I’m sure everyone has heard the message that in order to receive love and acceptance from others, you have to love and accept yourself. But society gives us mixed messages. The cosmetics industry rakes in billions per year, and relies on the fact that both men and women want to enhance their appearance.
Now, I don’t see anything wrong with doing your hair or makeup! Women especially are judged so harshly for our appearances. If your hair and makeup are done and your outfit is perfect, you’re trying to hard and obviously don’t love yourself enough to be natural; if you never do your makeup or fuss about how you look, then it must mean you don’t love yourself enough to take time for self care. I see a lot of people on social media judging others for taking selfies, too. This could be a blog post all on its own, but for now I’ll just say that I think it’s silly. If someone wants to look nice and take some pictures, why not. It’s cheaper than paying for professional photos and it’s just a form of self expression for most people. Its really ridiculous when you think about how deeply these judgements go, based solely on what a person’s personal style and preferences are.
In my experience, it’s usually women who are most likely to be meting out these criticisms to one another. I think we need to turn the tide and be supportive of our girlfriends, sisters, daughters and mothers in whatever phase of their lives they are in.
It can be a balancing act, trying to embrace who you are, flaws and all, while trying to make improvements. I’m not as fit as I’d like to be, or as energetic. I don’t always eat as healthy as I could. But, I’m working on it. Making changes from a place of self acceptance is so much better than coming from a space of self loathing. Things have a way of ending how they begin; if you begin a new diet or hairstyle or anything else because you hate how you look, you will likely still feel just as bad even after you’ve made the change. It’s worthwhile to find those accepts of yourself that you can celebrate while you’re on your journey. I know, it’s easier said than done. Self acceptance is a journey all on its own. I encourage you to have compassion for yourself. If you do catch yourself in negative self talk, don’t add more layers of negativity to it by judging yourself for thinking that way. Make yourself a cup of tea or coffee, or just stop and take a deep breath.

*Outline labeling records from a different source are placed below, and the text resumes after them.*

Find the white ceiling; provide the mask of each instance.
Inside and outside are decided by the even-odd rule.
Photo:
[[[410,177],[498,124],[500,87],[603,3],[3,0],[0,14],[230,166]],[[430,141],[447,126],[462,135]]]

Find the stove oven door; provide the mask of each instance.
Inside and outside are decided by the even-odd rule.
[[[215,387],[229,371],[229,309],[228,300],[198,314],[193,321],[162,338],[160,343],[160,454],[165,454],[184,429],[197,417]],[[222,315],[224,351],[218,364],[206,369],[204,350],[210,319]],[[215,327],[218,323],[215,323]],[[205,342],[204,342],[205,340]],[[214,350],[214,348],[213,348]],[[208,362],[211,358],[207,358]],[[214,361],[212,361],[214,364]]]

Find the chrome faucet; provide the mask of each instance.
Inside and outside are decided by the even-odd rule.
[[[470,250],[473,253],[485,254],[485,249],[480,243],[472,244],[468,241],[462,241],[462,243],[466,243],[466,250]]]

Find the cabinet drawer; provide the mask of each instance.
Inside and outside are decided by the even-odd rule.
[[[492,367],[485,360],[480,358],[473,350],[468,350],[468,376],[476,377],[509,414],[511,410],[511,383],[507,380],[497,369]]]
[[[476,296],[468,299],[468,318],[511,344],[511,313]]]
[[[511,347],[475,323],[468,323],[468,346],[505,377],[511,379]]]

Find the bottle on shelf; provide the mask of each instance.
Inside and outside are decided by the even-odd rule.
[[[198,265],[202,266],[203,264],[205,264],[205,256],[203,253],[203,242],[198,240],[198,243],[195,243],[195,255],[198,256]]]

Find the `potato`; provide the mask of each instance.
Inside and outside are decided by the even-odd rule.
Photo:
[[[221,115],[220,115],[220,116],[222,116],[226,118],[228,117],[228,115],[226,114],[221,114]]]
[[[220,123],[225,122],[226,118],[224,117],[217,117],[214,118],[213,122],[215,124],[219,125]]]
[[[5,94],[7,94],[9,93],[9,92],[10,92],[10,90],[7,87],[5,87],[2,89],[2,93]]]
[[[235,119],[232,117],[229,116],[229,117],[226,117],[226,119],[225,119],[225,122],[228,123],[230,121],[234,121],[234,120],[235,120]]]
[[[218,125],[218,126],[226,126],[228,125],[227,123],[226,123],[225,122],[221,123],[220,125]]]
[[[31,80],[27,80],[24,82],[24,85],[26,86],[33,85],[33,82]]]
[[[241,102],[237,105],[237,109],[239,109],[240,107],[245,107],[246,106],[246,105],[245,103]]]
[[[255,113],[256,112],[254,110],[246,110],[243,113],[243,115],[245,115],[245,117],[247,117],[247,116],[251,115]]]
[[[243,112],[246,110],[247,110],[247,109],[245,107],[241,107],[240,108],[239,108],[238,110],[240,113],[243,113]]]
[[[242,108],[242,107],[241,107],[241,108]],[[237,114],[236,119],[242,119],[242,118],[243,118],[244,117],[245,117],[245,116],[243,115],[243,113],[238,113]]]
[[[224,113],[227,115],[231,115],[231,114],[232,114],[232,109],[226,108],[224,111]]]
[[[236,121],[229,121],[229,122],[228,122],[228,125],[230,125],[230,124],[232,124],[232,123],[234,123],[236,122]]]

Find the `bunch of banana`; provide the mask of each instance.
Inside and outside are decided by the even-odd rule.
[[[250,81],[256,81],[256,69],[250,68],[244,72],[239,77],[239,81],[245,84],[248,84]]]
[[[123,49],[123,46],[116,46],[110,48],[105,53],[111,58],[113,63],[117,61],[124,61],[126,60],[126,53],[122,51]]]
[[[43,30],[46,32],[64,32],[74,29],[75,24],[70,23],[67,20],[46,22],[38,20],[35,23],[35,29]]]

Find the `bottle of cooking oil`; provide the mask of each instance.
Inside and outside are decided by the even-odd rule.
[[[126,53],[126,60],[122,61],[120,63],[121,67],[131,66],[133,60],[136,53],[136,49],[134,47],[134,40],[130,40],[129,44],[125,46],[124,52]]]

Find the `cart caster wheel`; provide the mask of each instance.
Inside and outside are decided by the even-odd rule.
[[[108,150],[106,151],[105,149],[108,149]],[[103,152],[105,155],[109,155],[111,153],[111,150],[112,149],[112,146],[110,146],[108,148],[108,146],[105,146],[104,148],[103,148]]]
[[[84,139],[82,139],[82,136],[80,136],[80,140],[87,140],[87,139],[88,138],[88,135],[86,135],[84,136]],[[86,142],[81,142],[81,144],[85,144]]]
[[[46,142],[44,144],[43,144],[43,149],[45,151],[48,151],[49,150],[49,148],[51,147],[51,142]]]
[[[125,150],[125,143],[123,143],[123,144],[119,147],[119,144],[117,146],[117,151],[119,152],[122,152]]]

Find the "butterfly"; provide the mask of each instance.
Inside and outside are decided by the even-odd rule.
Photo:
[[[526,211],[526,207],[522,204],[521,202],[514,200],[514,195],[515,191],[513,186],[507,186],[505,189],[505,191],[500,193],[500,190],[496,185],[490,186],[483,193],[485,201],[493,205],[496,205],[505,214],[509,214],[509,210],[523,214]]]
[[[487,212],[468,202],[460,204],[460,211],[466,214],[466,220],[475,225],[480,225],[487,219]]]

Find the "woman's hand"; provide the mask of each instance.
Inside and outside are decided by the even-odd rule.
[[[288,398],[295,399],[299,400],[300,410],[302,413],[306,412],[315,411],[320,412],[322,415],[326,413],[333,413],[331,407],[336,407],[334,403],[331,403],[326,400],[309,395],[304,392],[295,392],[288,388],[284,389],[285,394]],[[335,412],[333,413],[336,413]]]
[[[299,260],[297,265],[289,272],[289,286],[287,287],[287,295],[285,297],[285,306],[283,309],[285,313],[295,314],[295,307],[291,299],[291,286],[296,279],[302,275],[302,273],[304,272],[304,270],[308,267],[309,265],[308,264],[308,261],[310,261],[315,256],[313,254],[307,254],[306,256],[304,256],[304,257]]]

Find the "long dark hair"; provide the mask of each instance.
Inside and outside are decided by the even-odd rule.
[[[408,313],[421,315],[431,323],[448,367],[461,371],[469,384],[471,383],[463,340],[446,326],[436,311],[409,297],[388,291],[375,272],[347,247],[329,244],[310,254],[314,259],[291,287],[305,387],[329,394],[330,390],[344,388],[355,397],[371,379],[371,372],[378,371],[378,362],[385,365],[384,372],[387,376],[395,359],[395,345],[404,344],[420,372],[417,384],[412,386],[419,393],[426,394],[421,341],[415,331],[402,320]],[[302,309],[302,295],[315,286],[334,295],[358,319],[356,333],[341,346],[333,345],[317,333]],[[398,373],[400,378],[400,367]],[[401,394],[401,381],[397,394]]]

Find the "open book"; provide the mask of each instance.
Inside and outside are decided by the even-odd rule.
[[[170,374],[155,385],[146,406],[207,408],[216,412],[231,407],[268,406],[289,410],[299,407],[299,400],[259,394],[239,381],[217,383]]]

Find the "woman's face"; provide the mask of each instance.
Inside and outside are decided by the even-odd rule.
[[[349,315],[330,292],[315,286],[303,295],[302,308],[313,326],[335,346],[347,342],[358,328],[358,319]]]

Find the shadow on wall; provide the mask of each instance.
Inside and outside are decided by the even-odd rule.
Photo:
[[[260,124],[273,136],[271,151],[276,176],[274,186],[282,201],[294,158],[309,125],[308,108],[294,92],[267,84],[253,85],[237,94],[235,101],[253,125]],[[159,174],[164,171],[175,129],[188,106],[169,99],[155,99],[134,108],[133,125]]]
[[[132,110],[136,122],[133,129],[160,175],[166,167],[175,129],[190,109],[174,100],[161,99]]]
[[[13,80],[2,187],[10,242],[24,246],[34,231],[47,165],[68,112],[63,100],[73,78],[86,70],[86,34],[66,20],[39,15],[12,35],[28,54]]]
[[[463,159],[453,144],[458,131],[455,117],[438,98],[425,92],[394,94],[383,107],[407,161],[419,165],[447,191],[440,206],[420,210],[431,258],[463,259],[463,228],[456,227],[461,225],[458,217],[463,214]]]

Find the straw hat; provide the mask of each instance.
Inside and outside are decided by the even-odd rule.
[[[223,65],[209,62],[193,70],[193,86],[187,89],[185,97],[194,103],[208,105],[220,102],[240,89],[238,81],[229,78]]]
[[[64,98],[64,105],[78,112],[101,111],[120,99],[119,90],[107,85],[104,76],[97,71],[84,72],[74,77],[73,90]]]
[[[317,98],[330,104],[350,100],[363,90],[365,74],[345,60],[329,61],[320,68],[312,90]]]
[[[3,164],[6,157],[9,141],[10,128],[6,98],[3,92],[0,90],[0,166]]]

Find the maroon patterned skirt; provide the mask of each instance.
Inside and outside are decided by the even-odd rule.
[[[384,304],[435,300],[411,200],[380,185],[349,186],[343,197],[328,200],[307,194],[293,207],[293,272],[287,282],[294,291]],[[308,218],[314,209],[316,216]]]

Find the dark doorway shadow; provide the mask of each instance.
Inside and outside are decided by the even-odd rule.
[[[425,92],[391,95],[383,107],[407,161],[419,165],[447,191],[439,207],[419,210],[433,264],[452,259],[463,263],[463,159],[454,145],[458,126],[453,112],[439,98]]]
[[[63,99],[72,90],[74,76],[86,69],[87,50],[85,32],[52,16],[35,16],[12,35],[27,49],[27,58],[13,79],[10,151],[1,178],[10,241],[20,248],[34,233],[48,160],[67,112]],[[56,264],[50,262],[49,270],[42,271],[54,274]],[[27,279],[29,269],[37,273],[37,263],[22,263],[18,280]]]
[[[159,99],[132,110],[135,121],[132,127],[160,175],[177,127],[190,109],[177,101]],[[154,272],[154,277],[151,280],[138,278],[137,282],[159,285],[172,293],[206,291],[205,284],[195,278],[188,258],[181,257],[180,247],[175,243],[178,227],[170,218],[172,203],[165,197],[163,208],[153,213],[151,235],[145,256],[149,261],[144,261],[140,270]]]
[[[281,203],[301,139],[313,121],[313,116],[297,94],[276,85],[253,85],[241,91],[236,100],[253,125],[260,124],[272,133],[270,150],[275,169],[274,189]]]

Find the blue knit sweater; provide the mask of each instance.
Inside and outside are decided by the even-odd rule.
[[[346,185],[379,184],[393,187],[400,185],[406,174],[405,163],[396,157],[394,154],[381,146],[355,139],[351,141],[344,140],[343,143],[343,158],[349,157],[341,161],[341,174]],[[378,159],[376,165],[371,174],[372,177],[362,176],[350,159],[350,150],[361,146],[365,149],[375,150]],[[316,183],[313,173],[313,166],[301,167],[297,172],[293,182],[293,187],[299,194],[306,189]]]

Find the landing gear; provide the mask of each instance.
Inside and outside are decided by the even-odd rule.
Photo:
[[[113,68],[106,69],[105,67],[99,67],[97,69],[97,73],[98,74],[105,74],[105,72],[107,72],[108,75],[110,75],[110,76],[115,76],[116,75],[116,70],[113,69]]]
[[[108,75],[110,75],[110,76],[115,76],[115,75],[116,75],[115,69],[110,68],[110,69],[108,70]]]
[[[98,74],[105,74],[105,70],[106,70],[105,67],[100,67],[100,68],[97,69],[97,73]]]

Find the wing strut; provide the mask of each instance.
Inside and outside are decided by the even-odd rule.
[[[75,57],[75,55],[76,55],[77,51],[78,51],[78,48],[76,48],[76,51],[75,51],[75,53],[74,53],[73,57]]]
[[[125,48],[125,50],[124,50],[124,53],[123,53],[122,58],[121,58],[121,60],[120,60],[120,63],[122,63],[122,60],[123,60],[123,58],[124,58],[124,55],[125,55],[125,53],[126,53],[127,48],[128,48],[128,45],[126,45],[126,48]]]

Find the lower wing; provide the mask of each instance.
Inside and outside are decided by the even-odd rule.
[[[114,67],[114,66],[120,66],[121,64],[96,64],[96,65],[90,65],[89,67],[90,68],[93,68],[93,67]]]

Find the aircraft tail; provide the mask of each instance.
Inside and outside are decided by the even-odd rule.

It helps to identify the feelings that are coming up for you, instead of just going, “Oh, I feel fat today”, or, “I hate the way I look”. Do you feel inadequate? Rejected? Maybe you feel guilty for not looking or feeling the way you think you should. A lot of times when we feel down on ourselves, shame is at the core of those feelings. We compare how we are to how we think we should be in order to be loved and accepted. When we make this compassion it’s easy to feel that we fall short.
Ask yourself if whatever is making you feel self conscious will even matter to you a year from now. Just taking a breath and asking yourself this question will help to soften the feelings you’re experiencing. You’re likely doing much better than you think.